# VFD Issue: ABB ACH550



## erics37 (May 7, 2009)

Can you run it in Local mode from the keypad?


----------



## mollydog (Jan 9, 2009)

*Variable frequency drives*

Wow....... You are saying that there is Alternating current out-putting where direct current should be?

Two went down and all parameters are saying all is well ?

without being there maybe a PLC (programming problem)
two together, rule out PCB cards.

Can you give us more info, like how are they connected, there is power to both, what motors they serve and how they are turned on? Like from the PLC or some other device.

Don't rule out a limit switch some where. Jim


----------



## sparkywannabee (Jan 29, 2013)

Have you checked some random parameters against your parameter list to make sure a surge of some kind did not wipe parameter file clean.


----------



## John Valdes (May 17, 2007)

Zana said:


> So, peculiar case I have today. Had two ACH500s 'go down' at the same time. Thing is, the VFDs aren't reporting any sort of faults but just seem to be sitting there waiting for something. We had Siemens come by and check their BAS system, but of course the drives are still being blamed.
> 
> During some testing, I noticed the control cards seem to be outputting 5 VAC to the customer connections, even the one obviously labeled '24 VDC'. Anyone know what could cause this issue? The VFDs are powering on normally (no faults), so the circuit cards are getting the required voltage to turn on properly, but AC coming out of an obvious DC output is never a good thing.
> 
> The VFDs are ignoring the commands sent from the Siemen's control panel and won't power up the motors they're connected to.

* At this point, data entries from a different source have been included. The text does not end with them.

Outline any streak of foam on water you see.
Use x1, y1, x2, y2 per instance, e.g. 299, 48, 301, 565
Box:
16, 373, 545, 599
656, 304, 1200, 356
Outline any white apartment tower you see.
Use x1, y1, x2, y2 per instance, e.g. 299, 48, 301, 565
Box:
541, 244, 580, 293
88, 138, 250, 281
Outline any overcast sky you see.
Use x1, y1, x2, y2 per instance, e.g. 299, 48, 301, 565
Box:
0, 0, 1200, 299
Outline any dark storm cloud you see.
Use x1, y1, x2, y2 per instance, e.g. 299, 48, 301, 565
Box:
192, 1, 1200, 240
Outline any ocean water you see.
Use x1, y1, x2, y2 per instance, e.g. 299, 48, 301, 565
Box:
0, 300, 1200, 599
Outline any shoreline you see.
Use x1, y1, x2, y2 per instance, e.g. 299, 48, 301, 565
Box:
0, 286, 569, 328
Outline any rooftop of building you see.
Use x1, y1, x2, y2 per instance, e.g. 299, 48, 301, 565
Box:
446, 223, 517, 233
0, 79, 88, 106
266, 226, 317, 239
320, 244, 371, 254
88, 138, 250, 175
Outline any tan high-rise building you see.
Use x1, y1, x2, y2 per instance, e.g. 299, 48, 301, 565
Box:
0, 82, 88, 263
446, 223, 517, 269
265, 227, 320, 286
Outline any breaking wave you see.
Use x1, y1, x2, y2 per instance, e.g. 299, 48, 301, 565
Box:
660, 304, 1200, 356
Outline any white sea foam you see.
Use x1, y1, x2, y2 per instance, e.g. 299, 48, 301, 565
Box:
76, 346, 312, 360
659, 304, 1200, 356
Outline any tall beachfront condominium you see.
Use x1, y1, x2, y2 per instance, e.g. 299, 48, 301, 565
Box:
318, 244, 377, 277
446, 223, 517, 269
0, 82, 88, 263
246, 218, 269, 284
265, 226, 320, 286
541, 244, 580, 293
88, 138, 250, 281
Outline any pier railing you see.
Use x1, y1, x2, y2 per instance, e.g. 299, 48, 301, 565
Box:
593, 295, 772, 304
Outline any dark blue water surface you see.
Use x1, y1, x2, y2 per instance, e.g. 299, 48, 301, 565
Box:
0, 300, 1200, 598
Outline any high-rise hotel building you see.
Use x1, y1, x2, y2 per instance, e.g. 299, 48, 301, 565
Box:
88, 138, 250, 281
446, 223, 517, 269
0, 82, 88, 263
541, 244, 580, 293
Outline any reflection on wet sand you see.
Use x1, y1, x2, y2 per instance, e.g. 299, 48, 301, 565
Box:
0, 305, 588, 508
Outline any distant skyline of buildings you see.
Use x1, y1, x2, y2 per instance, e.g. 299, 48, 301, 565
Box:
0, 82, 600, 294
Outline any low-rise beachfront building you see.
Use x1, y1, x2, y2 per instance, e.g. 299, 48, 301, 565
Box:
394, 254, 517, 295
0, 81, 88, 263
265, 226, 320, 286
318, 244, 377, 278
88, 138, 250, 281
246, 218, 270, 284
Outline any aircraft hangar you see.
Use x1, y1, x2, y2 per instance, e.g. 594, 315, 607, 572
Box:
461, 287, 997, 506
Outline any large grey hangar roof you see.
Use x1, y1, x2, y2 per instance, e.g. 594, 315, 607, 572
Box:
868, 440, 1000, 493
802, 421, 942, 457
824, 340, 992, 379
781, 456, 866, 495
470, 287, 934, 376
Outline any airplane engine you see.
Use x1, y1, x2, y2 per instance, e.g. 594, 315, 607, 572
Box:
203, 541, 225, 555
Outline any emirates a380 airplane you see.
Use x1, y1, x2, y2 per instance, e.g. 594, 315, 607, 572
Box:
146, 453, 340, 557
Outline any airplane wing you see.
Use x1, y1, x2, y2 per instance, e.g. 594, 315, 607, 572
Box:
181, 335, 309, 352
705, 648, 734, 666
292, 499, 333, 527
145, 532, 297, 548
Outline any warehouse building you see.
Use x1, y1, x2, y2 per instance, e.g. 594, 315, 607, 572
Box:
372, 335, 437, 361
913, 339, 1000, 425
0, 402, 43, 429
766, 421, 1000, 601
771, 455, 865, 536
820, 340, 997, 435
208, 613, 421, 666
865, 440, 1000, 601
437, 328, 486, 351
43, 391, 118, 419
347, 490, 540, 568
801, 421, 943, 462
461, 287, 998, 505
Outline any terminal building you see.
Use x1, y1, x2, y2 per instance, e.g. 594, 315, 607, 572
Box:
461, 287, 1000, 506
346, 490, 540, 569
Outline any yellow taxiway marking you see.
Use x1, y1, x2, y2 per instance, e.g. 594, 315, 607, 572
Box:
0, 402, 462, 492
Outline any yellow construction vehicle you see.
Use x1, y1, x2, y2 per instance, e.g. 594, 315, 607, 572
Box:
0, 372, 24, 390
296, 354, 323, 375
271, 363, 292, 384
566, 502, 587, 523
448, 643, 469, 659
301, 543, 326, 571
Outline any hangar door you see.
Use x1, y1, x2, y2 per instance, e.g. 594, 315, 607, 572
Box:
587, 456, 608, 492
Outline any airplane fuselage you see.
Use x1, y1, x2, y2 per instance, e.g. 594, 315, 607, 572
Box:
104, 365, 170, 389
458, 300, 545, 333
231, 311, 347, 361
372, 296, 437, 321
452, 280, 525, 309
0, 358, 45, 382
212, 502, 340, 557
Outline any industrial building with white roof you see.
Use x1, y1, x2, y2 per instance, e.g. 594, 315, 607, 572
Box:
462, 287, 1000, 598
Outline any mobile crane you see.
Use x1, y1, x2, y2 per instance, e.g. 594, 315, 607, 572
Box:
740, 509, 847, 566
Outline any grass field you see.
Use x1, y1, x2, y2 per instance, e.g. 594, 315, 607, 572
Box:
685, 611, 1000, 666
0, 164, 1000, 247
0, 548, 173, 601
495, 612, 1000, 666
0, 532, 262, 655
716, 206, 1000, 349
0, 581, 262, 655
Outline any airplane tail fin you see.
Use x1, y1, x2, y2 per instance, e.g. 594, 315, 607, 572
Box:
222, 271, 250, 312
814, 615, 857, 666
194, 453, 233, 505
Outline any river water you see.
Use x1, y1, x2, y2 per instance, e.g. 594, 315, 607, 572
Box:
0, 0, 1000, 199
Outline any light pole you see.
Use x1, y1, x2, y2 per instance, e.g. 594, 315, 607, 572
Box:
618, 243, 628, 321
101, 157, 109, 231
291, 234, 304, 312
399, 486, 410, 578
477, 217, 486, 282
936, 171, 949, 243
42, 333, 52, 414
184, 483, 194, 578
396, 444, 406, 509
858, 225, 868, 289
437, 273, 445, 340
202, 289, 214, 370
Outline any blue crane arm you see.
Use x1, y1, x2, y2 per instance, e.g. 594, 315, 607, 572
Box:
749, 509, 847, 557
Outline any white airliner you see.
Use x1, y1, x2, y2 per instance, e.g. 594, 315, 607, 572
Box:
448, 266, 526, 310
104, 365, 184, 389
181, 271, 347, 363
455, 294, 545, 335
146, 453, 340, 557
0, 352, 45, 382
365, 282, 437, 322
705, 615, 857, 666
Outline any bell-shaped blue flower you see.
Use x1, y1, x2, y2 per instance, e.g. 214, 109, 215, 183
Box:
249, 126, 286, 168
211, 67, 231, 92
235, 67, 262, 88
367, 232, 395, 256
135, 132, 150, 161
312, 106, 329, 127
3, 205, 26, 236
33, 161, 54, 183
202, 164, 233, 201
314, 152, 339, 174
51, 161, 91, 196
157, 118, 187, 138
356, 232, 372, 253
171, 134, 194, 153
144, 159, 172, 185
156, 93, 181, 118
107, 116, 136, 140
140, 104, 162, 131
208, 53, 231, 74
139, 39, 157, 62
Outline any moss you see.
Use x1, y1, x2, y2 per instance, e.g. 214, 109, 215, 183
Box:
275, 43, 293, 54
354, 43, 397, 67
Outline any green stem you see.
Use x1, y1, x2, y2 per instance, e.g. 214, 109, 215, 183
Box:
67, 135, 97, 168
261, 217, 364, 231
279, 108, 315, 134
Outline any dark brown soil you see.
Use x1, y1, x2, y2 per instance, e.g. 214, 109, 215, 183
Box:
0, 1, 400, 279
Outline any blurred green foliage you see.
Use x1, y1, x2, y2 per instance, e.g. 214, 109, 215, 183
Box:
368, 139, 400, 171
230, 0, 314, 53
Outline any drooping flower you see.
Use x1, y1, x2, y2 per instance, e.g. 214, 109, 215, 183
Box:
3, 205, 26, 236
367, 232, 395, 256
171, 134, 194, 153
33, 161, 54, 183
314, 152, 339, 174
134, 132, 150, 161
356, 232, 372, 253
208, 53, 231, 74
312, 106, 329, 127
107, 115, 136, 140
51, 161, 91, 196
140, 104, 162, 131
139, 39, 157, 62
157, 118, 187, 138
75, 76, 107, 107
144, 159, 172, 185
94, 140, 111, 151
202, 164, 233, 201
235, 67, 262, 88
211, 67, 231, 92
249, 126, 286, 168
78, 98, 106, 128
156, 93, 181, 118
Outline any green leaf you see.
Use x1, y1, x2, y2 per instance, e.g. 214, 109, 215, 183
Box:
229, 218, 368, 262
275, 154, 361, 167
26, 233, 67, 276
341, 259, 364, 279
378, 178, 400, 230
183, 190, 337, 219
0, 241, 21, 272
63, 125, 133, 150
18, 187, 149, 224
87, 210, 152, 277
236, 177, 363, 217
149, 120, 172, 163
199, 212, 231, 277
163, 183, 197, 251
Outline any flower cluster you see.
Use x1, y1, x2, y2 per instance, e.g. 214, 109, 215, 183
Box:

Like Eric suggested. Will they run in local mode? If so, the drives are sitting there waiting for a command.

What command does the Siemens controller send to the drives?
Find out what type of command it is and make sure it is present when the Siemens controller is telling them to start.

Go to your parameters and see what operational mode this drive is set up for.
No fault and idle drives tell me the drive is waiting for you or the Siemens controller.


----------



## oliquir (Jan 13, 2011)

pretty sure they sent wrong voltage into the abb pcb and now pcb are gone.
try them in local mode, if it works, try them in remote but disconnect all wiring from siemens control panel and measure if 24vdc is now ok


----------



## JRaef (Mar 23, 2009)

Generally, "control boards" in a drive do not PRODUCE power, they are looking for changes to take place in a circuit, i.e. contact closures and resistance changes for inputs, or the CONTROL of external power from somewhere else, as is the case on outputs. SOMETIMES the drives will have a SMALL amount of output power available, say for driving an analog output for example. But you should NEVER try to use that to drive anything else, it will not have sufficient power to do something like, for example, turn on a DC relay coil. So if someone failed to read the manual WARNING them not to try to do that, you may have blown the power supply board. If you are lucky, maybe it just went into current limit to protect itself and has not fried.

So go back and THOROUGHLY read the manual and understand what it is you are looking at, and what the limitations are, then compare that to the BAS wiring that Siemens did. You might find that they got lazy and rather than put in their own 24VDC power supply, they tried to tap off of the on-board power supply, which cannot handle the load they are trying to draw from it.

By the way, this is a VERY common problem with HVAC guys.


----------



## JRaef (Mar 23, 2009)

A quick look at the manual shows that terminal 7 on the control card is a 24VDC supply, but is limited to 200mA maximum, basically enough to drive a couple of pilot light bulbs. There is another 24VDC supply at terminal 10 for use with the digital input devices, i.e. contact closures. That is limited to 10mA!

Also, if you are reading an AC signal on the DC input wiring, that may indicate that nobody took the requirement for shielding the input conductors seriously, and/or some are run in parallel with AC conductors instead of crossing them at right angles, so you are getting induced voltages on the inputs and confusing the heck out of the VFD, if not damaging it.


----------